MidiaNews – Como o cidadão pode fazer denúncias ao Gaeco?

Paulo Prado – Muitos documentos chegam pelos Correios ou são entregues pessoalmente. Temos também a Ouvidoria do Ministério Público, que coloca à disposição do cidadão o número 127. A identidade será preservada. Quem preferir pode procurar pessoalmente qualquer um dos promotores, aqui do Gaeco. Agora, tem que entender que nós atuamos no combate ao crime organizado. Tem coisa que chega que não é de nossa competência, mas aí nós encaminhamos.

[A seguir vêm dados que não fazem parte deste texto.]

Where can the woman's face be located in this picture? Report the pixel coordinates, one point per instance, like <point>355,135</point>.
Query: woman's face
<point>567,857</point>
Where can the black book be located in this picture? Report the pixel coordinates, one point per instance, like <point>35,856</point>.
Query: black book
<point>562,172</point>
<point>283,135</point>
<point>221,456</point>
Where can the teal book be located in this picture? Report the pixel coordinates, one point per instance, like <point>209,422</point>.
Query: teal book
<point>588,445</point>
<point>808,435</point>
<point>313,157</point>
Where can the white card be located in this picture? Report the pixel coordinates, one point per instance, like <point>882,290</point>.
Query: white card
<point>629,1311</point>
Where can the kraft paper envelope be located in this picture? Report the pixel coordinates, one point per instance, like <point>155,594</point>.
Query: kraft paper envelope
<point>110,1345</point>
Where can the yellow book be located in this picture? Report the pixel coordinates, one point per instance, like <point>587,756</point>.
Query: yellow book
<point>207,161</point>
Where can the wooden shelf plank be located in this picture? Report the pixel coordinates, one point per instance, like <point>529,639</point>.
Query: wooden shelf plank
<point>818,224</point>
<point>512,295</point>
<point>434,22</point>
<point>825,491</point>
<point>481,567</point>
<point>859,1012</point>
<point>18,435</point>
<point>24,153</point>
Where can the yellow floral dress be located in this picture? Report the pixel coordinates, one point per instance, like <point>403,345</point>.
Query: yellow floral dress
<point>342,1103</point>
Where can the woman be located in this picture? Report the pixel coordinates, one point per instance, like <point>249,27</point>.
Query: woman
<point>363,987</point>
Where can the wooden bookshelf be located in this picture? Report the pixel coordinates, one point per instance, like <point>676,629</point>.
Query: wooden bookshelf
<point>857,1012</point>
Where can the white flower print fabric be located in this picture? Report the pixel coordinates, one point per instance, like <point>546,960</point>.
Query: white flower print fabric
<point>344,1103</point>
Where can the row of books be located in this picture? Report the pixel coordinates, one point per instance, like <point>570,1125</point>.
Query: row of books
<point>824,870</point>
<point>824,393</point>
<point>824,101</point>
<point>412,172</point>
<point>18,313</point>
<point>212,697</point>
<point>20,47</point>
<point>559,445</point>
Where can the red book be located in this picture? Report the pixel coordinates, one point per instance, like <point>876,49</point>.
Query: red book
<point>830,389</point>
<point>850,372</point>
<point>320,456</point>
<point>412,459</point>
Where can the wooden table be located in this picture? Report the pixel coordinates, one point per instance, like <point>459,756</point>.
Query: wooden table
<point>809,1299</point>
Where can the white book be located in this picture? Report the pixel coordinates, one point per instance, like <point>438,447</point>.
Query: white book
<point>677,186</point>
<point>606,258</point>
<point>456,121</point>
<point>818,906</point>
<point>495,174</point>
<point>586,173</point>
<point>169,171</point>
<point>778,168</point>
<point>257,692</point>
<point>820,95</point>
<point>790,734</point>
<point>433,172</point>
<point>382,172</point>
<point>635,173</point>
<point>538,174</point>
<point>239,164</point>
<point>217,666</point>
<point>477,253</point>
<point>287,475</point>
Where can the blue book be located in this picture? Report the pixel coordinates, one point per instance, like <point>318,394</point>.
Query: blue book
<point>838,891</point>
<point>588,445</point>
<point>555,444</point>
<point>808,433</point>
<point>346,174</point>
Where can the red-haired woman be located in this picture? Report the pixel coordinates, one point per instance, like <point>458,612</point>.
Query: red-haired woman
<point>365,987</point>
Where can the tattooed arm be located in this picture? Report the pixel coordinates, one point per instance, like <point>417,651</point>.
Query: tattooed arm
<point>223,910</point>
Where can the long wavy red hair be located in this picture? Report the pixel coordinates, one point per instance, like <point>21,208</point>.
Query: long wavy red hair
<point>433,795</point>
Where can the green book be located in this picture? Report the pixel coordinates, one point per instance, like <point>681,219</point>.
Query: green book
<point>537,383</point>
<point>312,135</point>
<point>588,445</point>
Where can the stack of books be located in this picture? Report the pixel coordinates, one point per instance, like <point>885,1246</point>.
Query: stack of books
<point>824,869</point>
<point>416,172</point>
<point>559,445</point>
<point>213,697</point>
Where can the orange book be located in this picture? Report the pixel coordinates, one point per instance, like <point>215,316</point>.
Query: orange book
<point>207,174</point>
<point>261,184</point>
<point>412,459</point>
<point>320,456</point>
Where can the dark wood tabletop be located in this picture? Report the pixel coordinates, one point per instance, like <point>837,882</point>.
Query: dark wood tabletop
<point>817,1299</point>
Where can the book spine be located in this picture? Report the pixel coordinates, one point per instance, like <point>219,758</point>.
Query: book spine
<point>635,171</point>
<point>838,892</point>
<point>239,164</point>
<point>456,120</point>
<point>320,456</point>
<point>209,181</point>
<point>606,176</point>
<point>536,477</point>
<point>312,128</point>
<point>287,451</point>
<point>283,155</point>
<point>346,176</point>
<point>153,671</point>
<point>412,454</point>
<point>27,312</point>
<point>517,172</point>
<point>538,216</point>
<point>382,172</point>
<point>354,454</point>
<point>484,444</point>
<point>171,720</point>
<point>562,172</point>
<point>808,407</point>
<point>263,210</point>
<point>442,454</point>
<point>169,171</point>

MidiaNews – Circula nos bastidores que o nome do senhor está cotado para disputar, novamente, o cargo de procurador-geral de Justiça de Mato Grosso. Procede?

Paulo Prado – A conversa eu sei que existe. Vários colegas, vários amigos têm conversado comigo. Mas acho que, de minha parte, seria uma indelicadeza com o doutor Marcelo Ferra [atual procurador-geral de Justiça]. Ele ainda tem um ano de mandato. Com sinceridade, ainda não pensei nisso. Fui duas vezes procurador-geral de Justiça, de 2005 a 2009. Tem que viajar, percorrer todo o Estado, atender as pessoas, conversar com instituições, segmentos, com a comunidade. Tenho que avaliar com calma, conversar com minha família e o meu médico [preocupação com a hipertensão e o diabetes]. Até porque eu sei que tem vários colegas interessados. Ainda é muito cedo, o processo é só em novembro.